Ultimate Greek Chopped Salad Recipe
Ingredients
For the Salad:
- 1 large cucumber diced
- 1 pint cherry tomatoes halved
- 1 red bell pepper chopped
- 1 yellow bell pepper chopped
- 1/2 red onion finely diced
- 1/2 cup Kalamata olives sliced
- 1/2 cup crumbled feta cheese
- 2 tbsp fresh parsley chopped (optional)
For the Dressing:
- 1/3 cup extra virgin olive oil
- 3 tbsp red wine vinegar
- 1 clove garlic minced
- 1 tsp dried oregano
- 1/2 tsp Dijon mustard
- Salt and pepper to taste
Instructions
Step 1: Prepare the Vegetables
- Chop Ingredients: Dice the cucumber, halve the cherry tomatoes, chop the bell peppers, and finely dice the red onion. Slice the Kalamata olives and set all the vegetables aside in a large mixing bowl.

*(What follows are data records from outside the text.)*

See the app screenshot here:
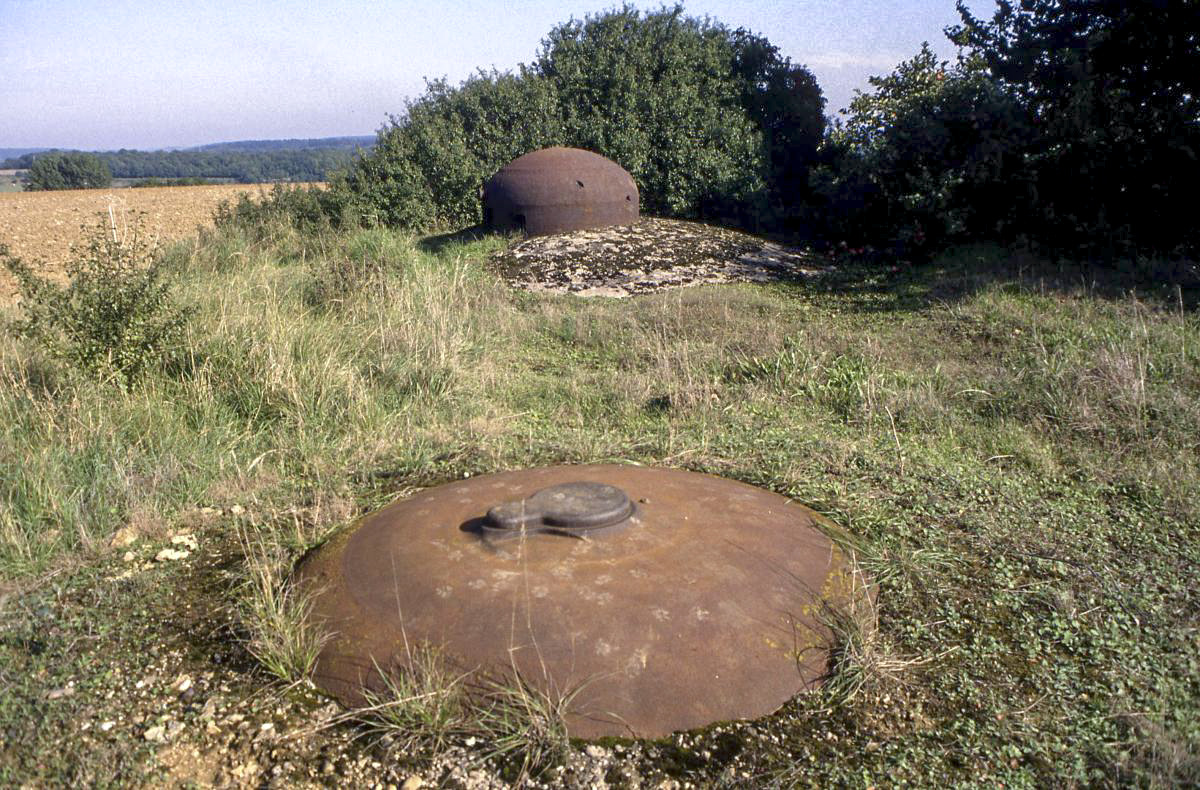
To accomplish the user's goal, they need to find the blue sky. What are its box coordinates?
[0,0,992,149]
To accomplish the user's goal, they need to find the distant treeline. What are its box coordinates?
[186,134,376,151]
[0,140,369,184]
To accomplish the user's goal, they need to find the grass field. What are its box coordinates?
[0,212,1200,788]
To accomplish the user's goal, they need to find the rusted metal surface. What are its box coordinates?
[484,148,638,235]
[299,466,852,738]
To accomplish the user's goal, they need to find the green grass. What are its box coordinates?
[0,218,1200,786]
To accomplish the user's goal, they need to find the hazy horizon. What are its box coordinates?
[0,0,992,150]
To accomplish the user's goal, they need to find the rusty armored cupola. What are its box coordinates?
[482,148,638,235]
[298,465,852,738]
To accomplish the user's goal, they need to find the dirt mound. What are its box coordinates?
[493,217,824,297]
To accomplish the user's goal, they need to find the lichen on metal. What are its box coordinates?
[298,465,853,738]
[482,148,638,235]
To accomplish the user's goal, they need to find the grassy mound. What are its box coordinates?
[0,218,1200,786]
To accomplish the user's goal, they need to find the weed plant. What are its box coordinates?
[0,221,186,385]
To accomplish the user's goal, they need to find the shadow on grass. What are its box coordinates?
[802,245,1200,312]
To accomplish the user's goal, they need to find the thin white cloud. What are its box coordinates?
[800,52,912,71]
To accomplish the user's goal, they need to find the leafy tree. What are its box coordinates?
[25,151,113,191]
[731,30,826,229]
[948,0,1200,255]
[347,6,823,234]
[346,68,563,228]
[536,6,766,216]
[812,43,1031,256]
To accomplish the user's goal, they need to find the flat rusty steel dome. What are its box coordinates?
[484,148,638,235]
[298,466,852,738]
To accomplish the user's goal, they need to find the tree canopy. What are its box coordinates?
[25,152,113,191]
[347,6,824,234]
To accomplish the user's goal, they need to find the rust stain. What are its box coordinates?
[298,465,868,738]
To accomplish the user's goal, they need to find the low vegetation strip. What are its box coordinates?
[0,184,263,303]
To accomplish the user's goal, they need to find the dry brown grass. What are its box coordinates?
[0,184,263,304]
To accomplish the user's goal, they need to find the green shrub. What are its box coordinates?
[0,222,186,385]
[214,180,360,234]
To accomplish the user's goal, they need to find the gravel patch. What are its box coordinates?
[492,217,826,298]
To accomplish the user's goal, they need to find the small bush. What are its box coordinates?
[0,222,187,385]
[214,182,361,235]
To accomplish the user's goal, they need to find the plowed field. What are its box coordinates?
[0,184,268,301]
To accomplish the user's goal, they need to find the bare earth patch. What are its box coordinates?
[0,184,264,303]
[493,217,826,297]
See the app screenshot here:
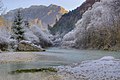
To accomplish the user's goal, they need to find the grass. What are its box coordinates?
[9,67,57,74]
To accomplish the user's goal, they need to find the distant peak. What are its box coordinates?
[48,4,58,7]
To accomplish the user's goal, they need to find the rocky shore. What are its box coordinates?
[57,56,120,80]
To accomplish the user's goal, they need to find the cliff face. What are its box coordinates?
[4,4,68,31]
[50,0,100,36]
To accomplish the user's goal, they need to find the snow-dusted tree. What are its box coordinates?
[63,0,120,49]
[12,10,24,42]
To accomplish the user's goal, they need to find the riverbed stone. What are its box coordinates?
[18,41,45,51]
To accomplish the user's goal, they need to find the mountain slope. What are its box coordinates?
[4,4,68,31]
[50,0,100,36]
[63,0,120,50]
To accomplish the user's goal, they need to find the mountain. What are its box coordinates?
[4,4,68,31]
[62,0,120,50]
[50,0,100,37]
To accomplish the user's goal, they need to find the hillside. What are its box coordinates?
[50,0,100,37]
[63,0,120,50]
[4,4,68,31]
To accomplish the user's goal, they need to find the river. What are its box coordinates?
[0,48,120,80]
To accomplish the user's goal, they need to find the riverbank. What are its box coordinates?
[57,56,120,80]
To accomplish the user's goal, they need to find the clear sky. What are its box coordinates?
[2,0,85,11]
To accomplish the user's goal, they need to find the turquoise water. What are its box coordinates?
[0,48,120,80]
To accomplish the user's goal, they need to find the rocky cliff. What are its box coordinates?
[50,0,100,37]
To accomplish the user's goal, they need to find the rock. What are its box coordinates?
[100,56,115,60]
[18,41,45,51]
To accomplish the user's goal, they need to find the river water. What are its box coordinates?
[0,48,120,80]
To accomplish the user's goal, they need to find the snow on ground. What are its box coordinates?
[57,56,120,80]
[0,52,38,63]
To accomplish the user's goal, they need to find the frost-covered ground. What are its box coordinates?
[0,52,38,63]
[58,56,120,80]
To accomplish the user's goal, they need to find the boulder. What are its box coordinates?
[18,41,45,51]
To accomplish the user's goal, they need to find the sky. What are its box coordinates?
[2,0,85,11]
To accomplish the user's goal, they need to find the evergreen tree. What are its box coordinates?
[12,10,24,42]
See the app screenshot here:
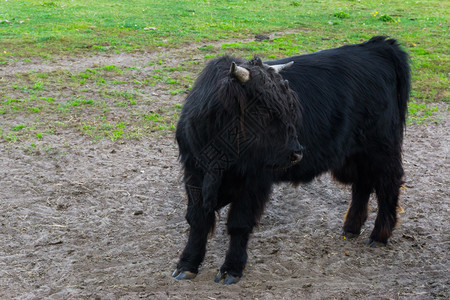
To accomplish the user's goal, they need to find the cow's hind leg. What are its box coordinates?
[343,178,372,238]
[333,155,373,238]
[172,184,215,280]
[215,179,271,285]
[368,154,403,247]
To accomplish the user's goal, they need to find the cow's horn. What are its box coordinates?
[269,61,294,73]
[230,62,250,82]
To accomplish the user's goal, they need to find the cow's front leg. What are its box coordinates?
[172,185,215,280]
[215,180,271,284]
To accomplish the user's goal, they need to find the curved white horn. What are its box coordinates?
[269,61,294,73]
[230,62,250,82]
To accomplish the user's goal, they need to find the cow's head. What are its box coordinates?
[219,58,303,169]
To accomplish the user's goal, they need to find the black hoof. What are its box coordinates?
[366,239,387,248]
[214,271,241,285]
[172,269,197,280]
[342,230,360,239]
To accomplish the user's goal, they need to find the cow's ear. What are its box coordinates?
[230,61,250,82]
[266,61,294,73]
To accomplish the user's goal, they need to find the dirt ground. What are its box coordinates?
[0,45,450,299]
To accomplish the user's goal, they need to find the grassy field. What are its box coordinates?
[0,0,450,143]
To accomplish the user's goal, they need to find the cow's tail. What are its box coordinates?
[386,39,411,126]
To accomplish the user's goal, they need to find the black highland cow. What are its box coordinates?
[173,37,410,284]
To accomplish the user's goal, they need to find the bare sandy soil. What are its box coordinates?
[0,45,450,299]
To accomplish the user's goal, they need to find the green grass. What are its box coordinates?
[0,0,450,146]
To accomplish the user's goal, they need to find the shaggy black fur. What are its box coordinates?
[175,37,410,283]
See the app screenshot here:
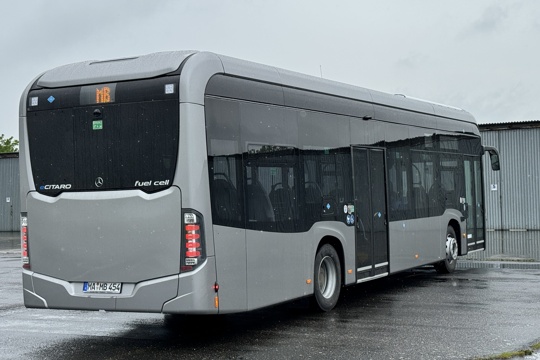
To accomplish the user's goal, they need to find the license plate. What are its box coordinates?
[83,282,122,294]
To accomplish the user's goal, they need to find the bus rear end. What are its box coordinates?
[21,52,217,313]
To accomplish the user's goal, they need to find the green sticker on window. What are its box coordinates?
[92,120,103,130]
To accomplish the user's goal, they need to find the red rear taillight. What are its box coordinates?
[21,216,30,269]
[181,212,204,271]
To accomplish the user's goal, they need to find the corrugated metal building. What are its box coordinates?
[470,120,540,261]
[0,153,21,231]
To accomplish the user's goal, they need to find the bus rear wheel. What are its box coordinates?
[435,226,458,274]
[313,244,341,311]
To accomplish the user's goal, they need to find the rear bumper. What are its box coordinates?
[23,257,218,314]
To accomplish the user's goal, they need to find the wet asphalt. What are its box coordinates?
[0,234,540,359]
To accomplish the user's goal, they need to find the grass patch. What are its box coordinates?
[475,343,540,360]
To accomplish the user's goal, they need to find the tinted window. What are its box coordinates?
[27,100,179,195]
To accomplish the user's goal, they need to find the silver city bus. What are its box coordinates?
[20,51,498,314]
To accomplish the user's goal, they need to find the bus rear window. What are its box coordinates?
[27,99,179,196]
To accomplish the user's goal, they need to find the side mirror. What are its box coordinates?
[484,146,501,171]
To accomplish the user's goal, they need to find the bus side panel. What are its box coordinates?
[246,230,308,310]
[388,216,446,273]
[213,225,248,313]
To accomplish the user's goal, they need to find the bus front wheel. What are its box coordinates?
[313,244,341,311]
[435,226,458,274]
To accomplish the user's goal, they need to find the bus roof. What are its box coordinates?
[30,51,476,125]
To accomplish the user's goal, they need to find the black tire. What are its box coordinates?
[313,244,341,311]
[435,226,458,274]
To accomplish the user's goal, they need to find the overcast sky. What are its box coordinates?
[0,0,540,139]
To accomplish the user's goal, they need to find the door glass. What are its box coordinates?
[353,149,373,269]
[370,150,388,265]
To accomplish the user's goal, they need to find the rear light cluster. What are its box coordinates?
[180,211,205,271]
[21,216,30,269]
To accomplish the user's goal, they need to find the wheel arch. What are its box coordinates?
[450,219,466,255]
[315,235,346,286]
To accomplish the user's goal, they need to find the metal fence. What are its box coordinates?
[468,122,540,261]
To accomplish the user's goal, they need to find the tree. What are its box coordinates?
[0,134,19,153]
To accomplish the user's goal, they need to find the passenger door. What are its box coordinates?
[352,147,388,282]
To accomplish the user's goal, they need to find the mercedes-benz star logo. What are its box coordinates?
[94,176,103,187]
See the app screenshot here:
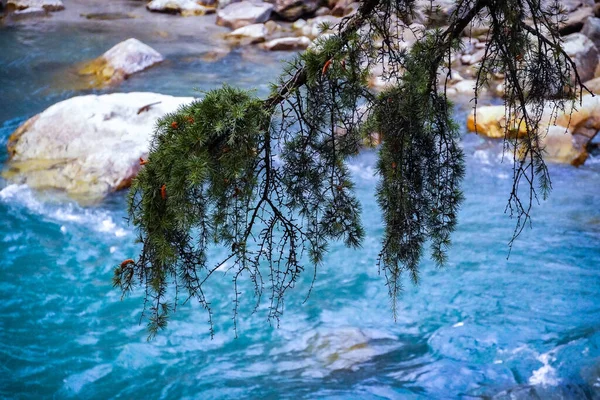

- Add Feta and Parsley: Add the crumbled feta cheese and chopped parsley to the bowl.
Step 2: Make the Dressing
- Combine Ingredients: In a small bowl or jar, whisk together the olive oil, red wine vinegar, minced garlic, dried oregano, Dijon mustard, salt, and pepper.
- Mix Well: Shake or whisk until the dressing is well emulsified and combined.
Step 3: Assemble the Salad
- Pour Dressing: Drizzle the dressing over the chopped vegetables and gently toss until everything is evenly coated.
- Let Marinate (Optional): For best flavor, let the salad marinate for 20-30 minutes in the refrigerator before serving.
Step 4: Serve
- Garnish and Enjoy: Transfer the salad to a serving bowl and garnish with additional parsley or feta if desired. Serve immediately and enjoy!
Notes
- Use English cucumbers for fewer seeds and a milder taste.
- For extra protein, add grilled chicken, shrimp, or chickpeas.
- Make the dressing ahead of time and store it in the refrigerator for up to a week.
- To make it vegan, omit the feta or use a plant-based alternative.
- Leftovers can be stored in an airtight container for up to 2 days.